En 2019, à la veille d'une pandémie devant marquer le premier de grands chamboulements du système énergétique européen, l'électricité bas-carbone de l'Europe des Vingt-sept était majoritairement atomique. L'énergie nucléaire avait alors fourni 770 térawattheures (TWh) d'électricité, soit autant que l'hydroélectricité (350 TWh) et l'énergie éolienne (370 TWh) réunies. Ou encore, davantage que le gaz (600 TWh) et le pétrole (50 TWh) additionnés. La moitié (52%) de l'électricité nucléaire de l'Union européenne (UE) était alors produite par la France, suivie de l'Allemagne - oui, l'Allemagne comme deuxième producteur électronucléaire d'Europe - à hauteur de 10% et de la Suède à 9%.

Entre-temps, ces trois pays ont réduit de 6.673 MW leur capacité nucléaire et, en sus, la France s'est enlisée dans des difficultés techniques obérant considérablement la production électronucléaire, à capacité constante. Ainsi, la tendance européenne est, par choix dans la plupart des cas, par contrainte dans d'autres, à la réduction de la capacité de production d'électricité d'origine nucléaire. D'aucuns seraient tentés d'applaudir cette transition « laissant la place » aux énergies dites renouvelables mais, dans un mix électrique de l'UE encore à 40% fossile, cette réduction de la voilure atomique ne peut donc se faire sans profiter aux hydrocarbures et, en majorité, au charbon et au gaz.

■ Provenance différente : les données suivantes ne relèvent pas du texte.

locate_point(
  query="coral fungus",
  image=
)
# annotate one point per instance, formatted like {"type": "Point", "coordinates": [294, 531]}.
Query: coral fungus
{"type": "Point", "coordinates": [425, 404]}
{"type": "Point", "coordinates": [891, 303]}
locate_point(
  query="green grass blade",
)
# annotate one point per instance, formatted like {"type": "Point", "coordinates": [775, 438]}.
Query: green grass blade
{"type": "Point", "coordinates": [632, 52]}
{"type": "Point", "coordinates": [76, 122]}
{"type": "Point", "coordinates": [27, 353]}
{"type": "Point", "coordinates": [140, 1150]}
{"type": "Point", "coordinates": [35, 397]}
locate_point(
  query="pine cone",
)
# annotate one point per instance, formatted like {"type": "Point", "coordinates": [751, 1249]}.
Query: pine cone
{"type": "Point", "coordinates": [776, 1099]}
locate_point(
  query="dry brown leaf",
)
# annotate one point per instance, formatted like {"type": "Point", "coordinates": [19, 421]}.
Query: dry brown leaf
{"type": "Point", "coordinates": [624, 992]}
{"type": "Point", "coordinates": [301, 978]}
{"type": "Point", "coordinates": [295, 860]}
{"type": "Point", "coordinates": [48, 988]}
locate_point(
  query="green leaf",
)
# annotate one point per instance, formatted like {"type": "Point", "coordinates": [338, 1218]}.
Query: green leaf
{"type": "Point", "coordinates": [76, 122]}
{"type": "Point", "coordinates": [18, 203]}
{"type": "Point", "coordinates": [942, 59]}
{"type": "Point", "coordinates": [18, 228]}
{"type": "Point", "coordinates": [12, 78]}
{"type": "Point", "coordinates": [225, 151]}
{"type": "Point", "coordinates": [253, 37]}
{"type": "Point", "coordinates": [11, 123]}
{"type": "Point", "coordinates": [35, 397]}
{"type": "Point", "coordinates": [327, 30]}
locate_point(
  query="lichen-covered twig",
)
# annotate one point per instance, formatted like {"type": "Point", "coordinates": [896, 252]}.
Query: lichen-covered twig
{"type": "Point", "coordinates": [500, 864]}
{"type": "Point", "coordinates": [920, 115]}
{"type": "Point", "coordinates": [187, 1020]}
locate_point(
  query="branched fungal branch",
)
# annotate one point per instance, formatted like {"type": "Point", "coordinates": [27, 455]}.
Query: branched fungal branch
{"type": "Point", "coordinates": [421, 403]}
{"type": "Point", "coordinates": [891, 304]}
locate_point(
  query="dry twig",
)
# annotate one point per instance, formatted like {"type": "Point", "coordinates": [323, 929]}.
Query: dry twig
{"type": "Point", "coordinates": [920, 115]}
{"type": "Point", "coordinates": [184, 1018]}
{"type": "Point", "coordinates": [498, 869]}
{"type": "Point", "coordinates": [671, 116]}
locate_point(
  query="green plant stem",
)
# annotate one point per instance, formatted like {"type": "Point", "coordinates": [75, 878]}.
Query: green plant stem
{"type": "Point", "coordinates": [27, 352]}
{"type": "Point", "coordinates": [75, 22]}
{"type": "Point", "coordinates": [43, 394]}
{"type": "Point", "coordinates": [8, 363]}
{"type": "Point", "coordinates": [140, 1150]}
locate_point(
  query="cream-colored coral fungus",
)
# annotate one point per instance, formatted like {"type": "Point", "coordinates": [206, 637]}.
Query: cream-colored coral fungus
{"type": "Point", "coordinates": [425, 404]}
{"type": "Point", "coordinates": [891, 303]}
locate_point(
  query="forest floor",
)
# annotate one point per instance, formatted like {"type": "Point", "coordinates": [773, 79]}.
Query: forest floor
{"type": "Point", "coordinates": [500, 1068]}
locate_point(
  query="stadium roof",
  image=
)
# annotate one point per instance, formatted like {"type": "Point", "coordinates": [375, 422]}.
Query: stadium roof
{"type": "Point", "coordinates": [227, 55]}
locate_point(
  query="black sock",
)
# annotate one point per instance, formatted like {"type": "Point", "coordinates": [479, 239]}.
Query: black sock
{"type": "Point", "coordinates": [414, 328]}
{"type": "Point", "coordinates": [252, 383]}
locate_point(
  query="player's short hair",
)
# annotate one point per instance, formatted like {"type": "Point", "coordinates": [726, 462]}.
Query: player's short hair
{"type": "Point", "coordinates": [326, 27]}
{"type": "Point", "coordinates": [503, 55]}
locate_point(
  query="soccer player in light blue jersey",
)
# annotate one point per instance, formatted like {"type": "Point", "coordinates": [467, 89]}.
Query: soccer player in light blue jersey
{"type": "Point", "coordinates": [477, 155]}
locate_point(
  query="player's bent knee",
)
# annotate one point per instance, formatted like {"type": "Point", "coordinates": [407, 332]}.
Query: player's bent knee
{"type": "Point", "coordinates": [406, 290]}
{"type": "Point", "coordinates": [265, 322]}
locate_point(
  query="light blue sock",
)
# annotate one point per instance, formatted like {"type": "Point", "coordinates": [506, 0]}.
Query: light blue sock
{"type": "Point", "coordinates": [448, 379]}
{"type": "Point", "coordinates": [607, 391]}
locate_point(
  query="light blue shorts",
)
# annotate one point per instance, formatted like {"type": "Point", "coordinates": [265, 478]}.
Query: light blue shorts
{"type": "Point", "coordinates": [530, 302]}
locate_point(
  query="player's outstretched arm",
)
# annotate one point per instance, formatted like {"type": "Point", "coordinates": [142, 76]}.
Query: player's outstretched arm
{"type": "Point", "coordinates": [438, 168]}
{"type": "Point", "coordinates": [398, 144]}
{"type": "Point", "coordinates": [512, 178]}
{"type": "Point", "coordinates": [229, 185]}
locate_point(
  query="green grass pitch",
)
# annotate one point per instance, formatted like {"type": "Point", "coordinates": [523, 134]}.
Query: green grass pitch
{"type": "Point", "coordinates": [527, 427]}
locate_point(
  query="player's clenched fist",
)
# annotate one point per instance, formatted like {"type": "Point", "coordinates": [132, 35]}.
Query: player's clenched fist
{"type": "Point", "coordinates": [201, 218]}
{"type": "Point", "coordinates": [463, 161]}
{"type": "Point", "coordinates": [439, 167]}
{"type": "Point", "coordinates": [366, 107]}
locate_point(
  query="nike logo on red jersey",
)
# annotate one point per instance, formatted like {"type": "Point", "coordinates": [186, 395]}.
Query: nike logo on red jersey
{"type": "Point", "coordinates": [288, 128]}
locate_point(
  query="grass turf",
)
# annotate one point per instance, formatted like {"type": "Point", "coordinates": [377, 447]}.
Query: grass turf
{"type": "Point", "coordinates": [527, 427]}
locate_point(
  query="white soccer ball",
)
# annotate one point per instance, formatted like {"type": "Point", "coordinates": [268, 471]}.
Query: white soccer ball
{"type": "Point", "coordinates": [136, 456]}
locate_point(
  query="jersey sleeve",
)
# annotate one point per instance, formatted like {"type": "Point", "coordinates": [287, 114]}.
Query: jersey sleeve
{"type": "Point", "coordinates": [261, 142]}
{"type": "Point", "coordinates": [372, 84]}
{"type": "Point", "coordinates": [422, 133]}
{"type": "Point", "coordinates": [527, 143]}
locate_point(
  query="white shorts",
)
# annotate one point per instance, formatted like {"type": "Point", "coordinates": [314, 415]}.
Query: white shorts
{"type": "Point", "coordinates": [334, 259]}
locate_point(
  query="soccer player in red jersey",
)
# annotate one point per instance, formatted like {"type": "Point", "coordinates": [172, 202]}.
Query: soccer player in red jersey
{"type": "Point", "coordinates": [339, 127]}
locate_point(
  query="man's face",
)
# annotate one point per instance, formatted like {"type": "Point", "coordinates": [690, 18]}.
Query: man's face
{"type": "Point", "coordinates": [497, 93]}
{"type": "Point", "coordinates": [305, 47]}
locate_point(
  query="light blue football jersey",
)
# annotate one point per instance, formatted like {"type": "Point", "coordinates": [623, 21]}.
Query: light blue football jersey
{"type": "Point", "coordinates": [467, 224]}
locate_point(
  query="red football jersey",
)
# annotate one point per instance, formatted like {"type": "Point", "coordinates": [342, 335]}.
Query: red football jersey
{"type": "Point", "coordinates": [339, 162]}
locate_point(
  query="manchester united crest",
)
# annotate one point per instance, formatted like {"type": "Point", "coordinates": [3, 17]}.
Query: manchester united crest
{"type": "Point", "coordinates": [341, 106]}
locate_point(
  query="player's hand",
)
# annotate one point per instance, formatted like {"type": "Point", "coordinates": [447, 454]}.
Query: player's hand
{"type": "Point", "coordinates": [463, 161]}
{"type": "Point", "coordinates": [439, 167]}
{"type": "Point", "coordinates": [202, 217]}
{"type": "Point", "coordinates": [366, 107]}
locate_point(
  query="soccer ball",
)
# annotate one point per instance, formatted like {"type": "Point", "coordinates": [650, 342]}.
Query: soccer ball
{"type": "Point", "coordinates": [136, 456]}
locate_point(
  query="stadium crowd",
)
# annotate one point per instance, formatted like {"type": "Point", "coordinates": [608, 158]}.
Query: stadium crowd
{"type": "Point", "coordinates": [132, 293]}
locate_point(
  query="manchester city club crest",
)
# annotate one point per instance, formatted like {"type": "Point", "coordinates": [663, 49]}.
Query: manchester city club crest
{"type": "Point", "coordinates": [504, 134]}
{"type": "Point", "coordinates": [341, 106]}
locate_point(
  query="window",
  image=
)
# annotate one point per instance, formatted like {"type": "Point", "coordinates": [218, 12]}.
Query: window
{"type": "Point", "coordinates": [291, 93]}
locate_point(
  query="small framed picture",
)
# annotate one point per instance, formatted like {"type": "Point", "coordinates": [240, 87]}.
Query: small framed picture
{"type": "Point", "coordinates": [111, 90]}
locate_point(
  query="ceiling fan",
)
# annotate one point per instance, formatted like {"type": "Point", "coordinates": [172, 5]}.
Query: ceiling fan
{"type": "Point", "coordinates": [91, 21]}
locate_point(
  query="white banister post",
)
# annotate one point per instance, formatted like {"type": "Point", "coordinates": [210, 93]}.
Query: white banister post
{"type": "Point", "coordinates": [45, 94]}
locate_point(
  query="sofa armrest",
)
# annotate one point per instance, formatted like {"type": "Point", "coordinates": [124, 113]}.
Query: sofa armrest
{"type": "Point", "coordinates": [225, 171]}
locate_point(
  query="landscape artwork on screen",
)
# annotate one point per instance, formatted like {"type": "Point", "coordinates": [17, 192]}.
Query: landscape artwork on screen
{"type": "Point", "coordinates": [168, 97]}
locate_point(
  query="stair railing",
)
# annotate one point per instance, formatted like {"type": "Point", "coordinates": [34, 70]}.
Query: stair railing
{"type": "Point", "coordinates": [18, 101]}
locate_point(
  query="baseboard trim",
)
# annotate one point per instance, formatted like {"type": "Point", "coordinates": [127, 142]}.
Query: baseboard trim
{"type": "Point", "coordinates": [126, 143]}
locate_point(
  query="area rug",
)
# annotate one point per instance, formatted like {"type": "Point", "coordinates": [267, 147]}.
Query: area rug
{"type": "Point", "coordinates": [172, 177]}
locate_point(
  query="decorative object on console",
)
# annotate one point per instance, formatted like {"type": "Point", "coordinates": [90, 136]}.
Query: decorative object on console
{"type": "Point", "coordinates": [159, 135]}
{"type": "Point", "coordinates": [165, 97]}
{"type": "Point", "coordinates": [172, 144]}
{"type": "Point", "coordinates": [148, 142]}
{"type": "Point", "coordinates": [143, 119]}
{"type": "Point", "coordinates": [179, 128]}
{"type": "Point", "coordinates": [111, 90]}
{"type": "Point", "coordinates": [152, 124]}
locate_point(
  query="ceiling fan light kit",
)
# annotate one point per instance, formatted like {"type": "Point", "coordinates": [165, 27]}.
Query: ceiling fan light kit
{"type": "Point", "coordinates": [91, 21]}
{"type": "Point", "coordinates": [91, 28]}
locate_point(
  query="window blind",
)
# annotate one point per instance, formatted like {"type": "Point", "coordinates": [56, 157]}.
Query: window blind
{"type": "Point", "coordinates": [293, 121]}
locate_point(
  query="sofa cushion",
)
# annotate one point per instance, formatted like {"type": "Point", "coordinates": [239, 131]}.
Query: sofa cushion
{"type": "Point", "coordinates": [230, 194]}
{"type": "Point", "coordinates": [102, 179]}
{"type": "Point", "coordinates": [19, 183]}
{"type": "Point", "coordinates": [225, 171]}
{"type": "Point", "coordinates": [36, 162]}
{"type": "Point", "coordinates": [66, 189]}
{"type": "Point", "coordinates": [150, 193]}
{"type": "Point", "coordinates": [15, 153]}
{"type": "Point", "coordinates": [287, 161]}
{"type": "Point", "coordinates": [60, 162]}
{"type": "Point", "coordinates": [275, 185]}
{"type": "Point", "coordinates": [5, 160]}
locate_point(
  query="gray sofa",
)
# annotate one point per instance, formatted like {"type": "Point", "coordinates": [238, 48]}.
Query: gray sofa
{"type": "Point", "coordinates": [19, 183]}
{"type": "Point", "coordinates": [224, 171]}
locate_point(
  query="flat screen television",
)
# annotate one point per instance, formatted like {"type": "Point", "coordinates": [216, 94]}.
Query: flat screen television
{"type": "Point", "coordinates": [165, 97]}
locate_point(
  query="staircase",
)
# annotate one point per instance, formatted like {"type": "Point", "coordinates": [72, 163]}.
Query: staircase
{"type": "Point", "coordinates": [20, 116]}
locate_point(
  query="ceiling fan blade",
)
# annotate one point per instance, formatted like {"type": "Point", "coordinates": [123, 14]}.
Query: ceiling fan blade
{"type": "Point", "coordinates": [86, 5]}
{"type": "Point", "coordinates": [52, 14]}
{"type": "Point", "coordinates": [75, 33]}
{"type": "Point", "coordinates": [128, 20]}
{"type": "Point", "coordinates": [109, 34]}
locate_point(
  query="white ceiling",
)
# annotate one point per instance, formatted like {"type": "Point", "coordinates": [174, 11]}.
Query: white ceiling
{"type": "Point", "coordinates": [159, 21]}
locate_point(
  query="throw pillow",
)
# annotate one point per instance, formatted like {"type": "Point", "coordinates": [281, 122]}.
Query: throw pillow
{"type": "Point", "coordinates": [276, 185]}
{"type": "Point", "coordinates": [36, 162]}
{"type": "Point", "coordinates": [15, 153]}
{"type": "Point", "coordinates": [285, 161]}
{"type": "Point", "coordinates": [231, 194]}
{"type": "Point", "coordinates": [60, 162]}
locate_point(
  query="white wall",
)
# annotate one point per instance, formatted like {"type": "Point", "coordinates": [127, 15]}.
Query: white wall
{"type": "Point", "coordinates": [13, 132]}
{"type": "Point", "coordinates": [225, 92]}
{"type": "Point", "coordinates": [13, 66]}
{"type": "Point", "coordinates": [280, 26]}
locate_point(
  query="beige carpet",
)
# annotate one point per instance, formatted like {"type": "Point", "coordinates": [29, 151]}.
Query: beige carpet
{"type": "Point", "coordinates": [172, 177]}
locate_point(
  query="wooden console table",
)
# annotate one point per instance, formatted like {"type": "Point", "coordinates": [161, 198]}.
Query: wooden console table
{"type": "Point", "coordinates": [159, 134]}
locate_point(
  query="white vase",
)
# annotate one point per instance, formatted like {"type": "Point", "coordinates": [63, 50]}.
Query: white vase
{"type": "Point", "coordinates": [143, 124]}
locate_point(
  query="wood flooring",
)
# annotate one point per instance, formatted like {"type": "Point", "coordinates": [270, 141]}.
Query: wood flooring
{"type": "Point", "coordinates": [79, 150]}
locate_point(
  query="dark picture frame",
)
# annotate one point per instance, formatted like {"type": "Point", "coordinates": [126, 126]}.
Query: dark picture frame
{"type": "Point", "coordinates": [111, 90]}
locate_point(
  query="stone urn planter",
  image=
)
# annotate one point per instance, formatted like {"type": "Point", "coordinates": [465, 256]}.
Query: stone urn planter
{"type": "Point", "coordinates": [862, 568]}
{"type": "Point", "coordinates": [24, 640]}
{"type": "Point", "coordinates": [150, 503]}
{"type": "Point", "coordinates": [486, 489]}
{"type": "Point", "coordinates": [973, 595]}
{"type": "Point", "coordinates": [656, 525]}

L'Europe finance en partie la guerre russe en Ukraine

Or, si la contrainte climatique n'a pas suffi à faire privilégier, en Europe, le noyau d'uranium à l'atome de carbone, s'y ajoute aujourd'hui un nouvel enjeu, celui de la dépendance énergétique et du financement de la guerre de Vladimir Poutine. Chaque jour, notre dépendance au gaz naturel, au pétrole et au charbon russes rapporterait près d'un milliard de dollars à l'économie russe, diminuant d'autant le poids des sanctions économiques entreprises pour tenter de freiner les velléités impérialistes de Vladimir Poutine. Si l'on imagine difficilement l'atome se substituer rapidement au pétrole, l'on peut sans scrupule questionner la pertinence de la fermeture d'un réacteur nucléaire au profit de turbines à gaz, du moins lorsque ce choix n'est pas motivé par des impératifs de sûreté. Or, en Allemagne, en France, en Suède mais aussi en Belgique ou en Espagne, aucune des fermetures récentes ou annoncées n'est justifiée par des raisons de sûreté : ce sont les fruits de décisions politiques ou économiques. Et, insistons là-dessus, dans un mix électrique européen encore assez largement fossile, ces fermetures n'ont pu induire que des augmentations des importations de gaz et, éventuellement, de charbon. 1.000 MW de nucléaire sauvegardé (soit environ un réacteur), ce sont donc potentiellement, chaque année, 6 à 8 TWh d'électricité au gaz d'économisés, soit 1.000 à 1.800 millions de mètres cubes de gaz à ne plus importer : 2% à 3% de la capacité du gazoduc Nord Stream effacés.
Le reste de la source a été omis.